Re: The 2022 Reading Challenge

Posted: Nov 1st, '22, 18:28
by Amura
Well, at least it was the "tricked her" version, rather than tougher ones...

It did not sound too bad until it reached that point.
But that kind of plot-twist is becoming a very boring trope, and I don't even read romantic novels!
It just pops in any kind of romantic interaction in novels of any sort.
Like this one fantasy novel I was reading about witches (I don't remember the title and I don't care). When the evil but handsome warlock kidnaps the heroine, you know she's supposed to fall in love with him. Go f yourself.

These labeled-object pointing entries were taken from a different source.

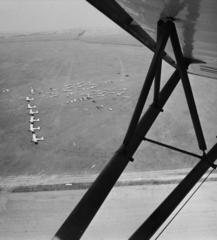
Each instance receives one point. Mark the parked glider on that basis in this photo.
(32, 119)
(35, 139)
(29, 106)
(29, 99)
(191, 28)
(32, 129)
(31, 112)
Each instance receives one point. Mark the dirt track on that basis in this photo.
(31, 216)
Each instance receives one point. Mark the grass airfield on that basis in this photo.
(109, 68)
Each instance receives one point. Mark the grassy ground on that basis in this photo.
(79, 137)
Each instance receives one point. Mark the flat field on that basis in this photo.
(86, 85)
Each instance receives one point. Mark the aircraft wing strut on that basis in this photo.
(79, 219)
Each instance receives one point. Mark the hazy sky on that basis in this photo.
(48, 15)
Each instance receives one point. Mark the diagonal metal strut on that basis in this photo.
(187, 88)
(163, 38)
(79, 219)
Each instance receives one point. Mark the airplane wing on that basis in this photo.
(195, 22)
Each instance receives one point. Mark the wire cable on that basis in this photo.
(184, 204)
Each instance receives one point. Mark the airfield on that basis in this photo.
(85, 87)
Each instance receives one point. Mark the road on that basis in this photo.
(38, 215)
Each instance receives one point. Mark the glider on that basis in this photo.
(184, 34)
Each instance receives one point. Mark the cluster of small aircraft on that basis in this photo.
(32, 120)
(83, 91)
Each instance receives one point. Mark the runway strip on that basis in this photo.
(39, 183)
(38, 215)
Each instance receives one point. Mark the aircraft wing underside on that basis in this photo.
(195, 22)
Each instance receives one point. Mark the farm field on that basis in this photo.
(85, 86)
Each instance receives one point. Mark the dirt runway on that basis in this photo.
(39, 215)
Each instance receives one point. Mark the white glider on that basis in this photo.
(32, 129)
(35, 139)
(29, 106)
(29, 99)
(32, 119)
(31, 112)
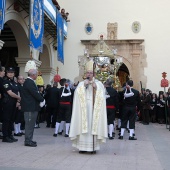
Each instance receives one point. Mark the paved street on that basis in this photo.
(150, 152)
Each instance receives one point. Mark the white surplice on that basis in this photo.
(87, 122)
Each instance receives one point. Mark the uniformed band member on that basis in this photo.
(146, 107)
(30, 105)
(10, 100)
(111, 105)
(19, 116)
(52, 102)
(65, 105)
(131, 100)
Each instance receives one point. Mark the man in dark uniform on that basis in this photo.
(19, 116)
(52, 102)
(65, 102)
(10, 100)
(131, 101)
(30, 105)
(2, 74)
(111, 105)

Re: The 2022 Reading Challenge

Posted: Nov 1st, '22, 21:33
by Sanssouci
I don't understand what goes through some authors heads! When a man does not respect a woman's boundaries, that's not romance! It's a shame because I like historical romance, yet so much of it is like that (or worse).

Re: The 2022 Reading Challenge

Posted: Nov 1st, '22, 23:20
by memoriam
But like... did she marry her new fiance or that douchebag? xD

Re: The 2022 Reading Challenge

Posted: Nov 2nd, '22, 00:15
by Sanssouci
I read spoilers, and they confirmed that she does marry the douche.

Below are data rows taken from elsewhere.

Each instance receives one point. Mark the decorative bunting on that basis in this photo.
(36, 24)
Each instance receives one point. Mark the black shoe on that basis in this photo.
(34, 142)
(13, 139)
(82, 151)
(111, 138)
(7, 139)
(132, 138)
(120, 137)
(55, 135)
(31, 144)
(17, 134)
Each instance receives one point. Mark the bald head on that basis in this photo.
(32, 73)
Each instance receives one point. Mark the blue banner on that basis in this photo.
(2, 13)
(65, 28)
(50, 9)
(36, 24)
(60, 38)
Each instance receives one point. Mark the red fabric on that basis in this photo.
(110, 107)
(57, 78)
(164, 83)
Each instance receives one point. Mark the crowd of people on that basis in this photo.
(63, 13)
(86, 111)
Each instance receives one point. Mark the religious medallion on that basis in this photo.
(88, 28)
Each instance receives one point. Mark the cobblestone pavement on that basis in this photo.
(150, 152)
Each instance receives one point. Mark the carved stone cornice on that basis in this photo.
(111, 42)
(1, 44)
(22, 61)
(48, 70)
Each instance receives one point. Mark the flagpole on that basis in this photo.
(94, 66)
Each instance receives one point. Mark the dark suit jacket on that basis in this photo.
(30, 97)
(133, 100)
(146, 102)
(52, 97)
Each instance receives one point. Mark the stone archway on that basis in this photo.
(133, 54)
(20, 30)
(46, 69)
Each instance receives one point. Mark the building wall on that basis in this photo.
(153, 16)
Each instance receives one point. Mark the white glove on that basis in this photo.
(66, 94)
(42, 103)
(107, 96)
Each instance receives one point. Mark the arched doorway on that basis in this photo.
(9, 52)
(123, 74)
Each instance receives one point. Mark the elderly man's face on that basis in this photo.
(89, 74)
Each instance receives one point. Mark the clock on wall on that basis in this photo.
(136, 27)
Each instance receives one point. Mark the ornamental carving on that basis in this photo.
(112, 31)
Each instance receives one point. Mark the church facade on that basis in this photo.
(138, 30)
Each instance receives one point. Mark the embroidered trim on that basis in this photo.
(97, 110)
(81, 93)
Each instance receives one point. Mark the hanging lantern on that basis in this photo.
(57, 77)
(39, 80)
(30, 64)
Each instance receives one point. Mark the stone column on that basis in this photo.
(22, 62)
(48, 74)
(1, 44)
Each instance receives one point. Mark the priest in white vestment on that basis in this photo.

Re: The 2022 Reading Challenge

Posted: Nov 2nd, '22, 19:06
by memoriam
wow... just wow. :mcmeh:

Re: The 2022 Reading Challenge

Posted: Nov 5th, '22, 18:31
by AliceON
what really surprises me is that this doesn't even sound like a good story. if you're telling it just like that, without the writing that might be good, without the scenes that might be exciting, it's a really really really bad story. and yet someone - the author - thinks "wow this sounds cool". why? I'm not judging any commercial authors who follow the trends because they know that they can finish and sell their text before the trend is over. I'm solely wondering why anyone would want to invest time into covering a bad story with any kind of writing, even if the prose is brilliant and the pacing is perfect, and the dialogues are vivid, and and and. why on earth is anyone satisfied with producing a bad story?